Re: [PATCH v5 0/7] SCHED_DEADLINE server infrastructure

From: "Huang, Ying" <ying.huang@intel.com>
To: Daniel Bristot de Oliveira <bristot@kernel.org>
Cc: Ingo Molnar <mingo@redhat.com>,
	 Peter Zijlstra <peterz@infradead.org>,
	Juri Lelli <juri.lelli@redhat.com>,
	 Vincent Guittot <vincent.guittot@linaro.org>,
	 Dietmar Eggemann <dietmar.eggemann@arm.com>,
	 Steven Rostedt <rostedt@goodmis.org>,
	 Ben Segall <bsegall@google.com>,  Mel Gorman <mgorman@suse.de>,
	 Daniel Bristot de Oliveira <bristot@redhat.com>,
	 Valentin Schneider <vschneid@redhat.com>,
	 linux-kernel@vger.kernel.org,
	 Luca Abeni <luca.abeni@santannapisa.it>,
	 Tommaso Cucinotta <tommaso.cucinotta@santannapisa.it>,
	 Thomas Gleixner <tglx@linutronix.de>,
	 Joel Fernandes <joel@joelfernandes.org>,
	 Vineeth Pillai <vineeth@bitbyteword.org>,
	 Shuah Khan <skhan@linuxfoundation.org>,
	Phil Auld <pauld@redhat.com>,  Aaron Lu <aaron.lu@intel.com>,
	 Kairui Song <kasong@tencent.com>,
	 Guo Ziliang <guo.ziliang@zte.com.cn>
Subject: Re: [PATCH v5 0/7] SCHED_DEADLINE server infrastructure
Date: Tue, 20 Feb 2024 11:28:41 +0800	[thread overview]
Message-ID: <878r3freza.fsf@yhuang6-desk2.ccr.corp.intel.com> (raw)
In-Reply-To: <23b87c48-c4b8-4b85-822a-33cffaf6f779@kernel.org> (Daniel Bristot de Oliveira's message of "Mon, 19 Feb 2024 11:23:18 +0100")

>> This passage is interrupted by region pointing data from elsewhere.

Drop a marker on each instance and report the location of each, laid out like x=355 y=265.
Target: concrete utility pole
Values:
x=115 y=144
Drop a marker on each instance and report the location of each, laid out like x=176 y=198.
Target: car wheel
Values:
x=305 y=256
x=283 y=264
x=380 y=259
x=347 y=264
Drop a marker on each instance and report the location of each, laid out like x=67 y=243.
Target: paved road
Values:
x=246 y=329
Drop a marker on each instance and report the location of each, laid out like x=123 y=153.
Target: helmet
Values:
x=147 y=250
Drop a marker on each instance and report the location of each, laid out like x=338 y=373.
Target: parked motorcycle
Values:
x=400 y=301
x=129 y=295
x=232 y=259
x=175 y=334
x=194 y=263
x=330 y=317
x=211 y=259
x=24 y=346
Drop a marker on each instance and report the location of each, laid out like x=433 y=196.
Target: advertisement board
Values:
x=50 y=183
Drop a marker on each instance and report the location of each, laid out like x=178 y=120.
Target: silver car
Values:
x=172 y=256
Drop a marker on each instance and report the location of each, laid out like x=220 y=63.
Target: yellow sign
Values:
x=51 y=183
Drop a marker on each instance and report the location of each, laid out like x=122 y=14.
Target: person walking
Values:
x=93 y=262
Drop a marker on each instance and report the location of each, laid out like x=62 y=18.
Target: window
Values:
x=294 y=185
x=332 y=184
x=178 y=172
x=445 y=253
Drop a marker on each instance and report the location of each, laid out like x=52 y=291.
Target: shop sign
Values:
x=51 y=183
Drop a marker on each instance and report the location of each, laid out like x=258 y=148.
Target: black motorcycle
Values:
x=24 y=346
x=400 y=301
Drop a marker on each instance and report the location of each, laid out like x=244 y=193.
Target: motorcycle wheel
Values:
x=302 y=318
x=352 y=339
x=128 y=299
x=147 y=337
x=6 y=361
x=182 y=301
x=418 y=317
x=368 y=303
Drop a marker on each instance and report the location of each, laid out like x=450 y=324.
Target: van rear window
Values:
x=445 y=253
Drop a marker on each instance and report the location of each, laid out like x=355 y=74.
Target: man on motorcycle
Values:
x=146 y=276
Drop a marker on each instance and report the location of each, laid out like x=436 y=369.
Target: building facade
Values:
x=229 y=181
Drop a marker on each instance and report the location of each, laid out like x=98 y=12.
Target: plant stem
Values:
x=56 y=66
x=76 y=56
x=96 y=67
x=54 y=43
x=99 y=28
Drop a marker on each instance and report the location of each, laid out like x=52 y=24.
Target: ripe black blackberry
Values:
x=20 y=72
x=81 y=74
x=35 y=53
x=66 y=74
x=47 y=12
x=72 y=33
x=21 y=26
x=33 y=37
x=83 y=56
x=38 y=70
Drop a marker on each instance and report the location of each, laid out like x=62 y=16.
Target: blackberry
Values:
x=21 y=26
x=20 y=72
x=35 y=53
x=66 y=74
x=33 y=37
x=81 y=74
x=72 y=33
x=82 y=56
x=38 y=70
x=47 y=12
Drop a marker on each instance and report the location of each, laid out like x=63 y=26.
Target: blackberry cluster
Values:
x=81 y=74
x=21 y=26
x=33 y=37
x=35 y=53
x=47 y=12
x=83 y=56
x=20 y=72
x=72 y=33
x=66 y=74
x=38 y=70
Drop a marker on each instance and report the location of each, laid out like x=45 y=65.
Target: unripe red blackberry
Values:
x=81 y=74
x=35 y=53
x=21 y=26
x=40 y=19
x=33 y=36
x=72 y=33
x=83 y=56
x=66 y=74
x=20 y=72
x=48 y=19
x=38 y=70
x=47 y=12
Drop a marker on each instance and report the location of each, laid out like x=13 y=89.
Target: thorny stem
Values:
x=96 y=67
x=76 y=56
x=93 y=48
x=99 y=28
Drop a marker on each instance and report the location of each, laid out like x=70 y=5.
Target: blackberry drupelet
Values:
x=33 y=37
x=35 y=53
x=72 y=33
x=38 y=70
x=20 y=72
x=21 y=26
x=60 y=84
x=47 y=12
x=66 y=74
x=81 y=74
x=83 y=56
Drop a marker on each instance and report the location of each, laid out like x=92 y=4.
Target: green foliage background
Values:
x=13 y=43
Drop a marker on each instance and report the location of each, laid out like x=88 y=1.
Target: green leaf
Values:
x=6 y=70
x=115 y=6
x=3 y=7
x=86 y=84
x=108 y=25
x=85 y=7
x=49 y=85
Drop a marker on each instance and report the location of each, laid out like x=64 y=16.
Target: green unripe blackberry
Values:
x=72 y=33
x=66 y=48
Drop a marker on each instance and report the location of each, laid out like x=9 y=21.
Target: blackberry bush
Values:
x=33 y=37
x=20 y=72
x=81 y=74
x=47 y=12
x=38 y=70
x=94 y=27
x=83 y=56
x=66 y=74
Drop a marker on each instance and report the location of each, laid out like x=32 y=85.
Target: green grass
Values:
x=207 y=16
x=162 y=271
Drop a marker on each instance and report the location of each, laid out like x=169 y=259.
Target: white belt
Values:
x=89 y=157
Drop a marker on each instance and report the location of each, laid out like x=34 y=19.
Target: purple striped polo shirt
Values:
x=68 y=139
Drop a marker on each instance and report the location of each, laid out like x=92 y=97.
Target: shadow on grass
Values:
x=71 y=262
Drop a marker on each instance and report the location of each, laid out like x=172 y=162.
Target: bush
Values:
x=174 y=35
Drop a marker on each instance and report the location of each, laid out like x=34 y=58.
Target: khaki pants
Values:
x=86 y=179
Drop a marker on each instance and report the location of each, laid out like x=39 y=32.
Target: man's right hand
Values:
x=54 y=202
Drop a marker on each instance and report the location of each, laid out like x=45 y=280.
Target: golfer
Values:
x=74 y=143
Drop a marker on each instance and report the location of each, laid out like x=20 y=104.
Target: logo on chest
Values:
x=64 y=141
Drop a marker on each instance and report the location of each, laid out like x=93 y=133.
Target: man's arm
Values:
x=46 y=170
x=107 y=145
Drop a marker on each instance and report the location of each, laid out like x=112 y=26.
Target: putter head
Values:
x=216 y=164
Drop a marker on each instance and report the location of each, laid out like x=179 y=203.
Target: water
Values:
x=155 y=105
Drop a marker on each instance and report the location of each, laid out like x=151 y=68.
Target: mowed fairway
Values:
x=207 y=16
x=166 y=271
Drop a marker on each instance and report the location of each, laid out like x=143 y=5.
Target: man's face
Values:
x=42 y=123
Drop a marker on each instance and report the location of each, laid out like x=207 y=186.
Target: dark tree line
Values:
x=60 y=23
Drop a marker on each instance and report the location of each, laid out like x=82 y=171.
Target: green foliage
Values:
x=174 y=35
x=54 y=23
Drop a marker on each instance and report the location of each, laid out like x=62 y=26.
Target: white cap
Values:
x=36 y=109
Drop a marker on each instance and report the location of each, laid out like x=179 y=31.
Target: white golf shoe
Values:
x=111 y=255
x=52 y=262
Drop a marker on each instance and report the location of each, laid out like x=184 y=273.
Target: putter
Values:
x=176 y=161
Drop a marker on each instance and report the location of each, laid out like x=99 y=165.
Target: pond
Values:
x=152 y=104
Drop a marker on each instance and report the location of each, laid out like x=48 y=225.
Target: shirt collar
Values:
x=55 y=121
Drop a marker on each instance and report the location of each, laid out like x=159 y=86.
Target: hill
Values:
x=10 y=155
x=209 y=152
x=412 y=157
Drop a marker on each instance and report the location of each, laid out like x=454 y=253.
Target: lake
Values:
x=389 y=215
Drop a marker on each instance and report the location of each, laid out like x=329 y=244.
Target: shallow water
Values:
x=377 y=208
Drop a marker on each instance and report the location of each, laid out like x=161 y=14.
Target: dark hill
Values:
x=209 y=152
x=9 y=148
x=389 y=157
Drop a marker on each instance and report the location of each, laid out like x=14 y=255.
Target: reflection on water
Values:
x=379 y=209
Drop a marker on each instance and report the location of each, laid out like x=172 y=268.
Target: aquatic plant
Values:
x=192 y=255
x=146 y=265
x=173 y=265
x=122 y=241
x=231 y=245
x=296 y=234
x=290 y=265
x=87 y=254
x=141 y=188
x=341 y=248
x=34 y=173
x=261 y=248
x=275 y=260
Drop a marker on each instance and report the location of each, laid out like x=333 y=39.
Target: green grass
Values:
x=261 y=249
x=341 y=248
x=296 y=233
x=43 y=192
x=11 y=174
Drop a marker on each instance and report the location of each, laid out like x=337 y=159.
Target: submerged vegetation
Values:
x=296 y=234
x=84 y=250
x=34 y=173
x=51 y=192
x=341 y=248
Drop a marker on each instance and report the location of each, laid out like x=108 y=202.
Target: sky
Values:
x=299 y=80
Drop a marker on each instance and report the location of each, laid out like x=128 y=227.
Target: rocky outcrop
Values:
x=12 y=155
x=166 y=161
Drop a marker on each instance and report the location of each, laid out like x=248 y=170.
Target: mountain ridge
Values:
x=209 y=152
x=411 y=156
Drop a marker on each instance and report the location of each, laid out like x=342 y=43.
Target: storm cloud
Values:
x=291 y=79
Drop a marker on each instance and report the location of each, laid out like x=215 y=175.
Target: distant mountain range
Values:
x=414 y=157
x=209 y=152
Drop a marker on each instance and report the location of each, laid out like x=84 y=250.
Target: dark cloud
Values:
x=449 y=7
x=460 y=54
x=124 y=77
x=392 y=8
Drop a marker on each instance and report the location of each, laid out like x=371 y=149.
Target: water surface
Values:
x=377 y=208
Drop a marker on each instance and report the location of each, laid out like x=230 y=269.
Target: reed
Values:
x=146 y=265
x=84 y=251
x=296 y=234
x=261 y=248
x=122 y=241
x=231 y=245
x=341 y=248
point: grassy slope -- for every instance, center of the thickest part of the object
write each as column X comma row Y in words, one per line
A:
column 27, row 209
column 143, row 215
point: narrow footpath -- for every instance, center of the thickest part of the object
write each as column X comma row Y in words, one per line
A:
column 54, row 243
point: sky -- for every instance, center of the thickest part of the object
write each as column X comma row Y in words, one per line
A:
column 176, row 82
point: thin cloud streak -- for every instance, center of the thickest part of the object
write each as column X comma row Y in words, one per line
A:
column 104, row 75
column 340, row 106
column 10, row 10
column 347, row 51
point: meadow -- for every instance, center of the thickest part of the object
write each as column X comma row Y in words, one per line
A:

Daniel Bristot de Oliveira <bristot@kernel.org> writes:

> Hi
>
> On 2/19/24 08:33, Huang, Ying wrote:
>> Hi, Daniel,
>> 
>> Thanks a lot for your great patchset!
>> 
>> We have a similar starvation issue in mm subsystem too.  Details are in
>> the patch description of the below commit.  In short, task A is busy
>> looping on some event, while task B will signal the event after some
>> work.  If the priority of task A is higher than that of task B, task B
>> may be starved.
>
> ok...
>
>> 
>> IIUC, if task A is RT task while task B is fair task, then your patchset
>> will solve the issue.
>
> This patch set will not solve the issue. It will mitigate the effect of the
> problem. Still the system will perform very poorly...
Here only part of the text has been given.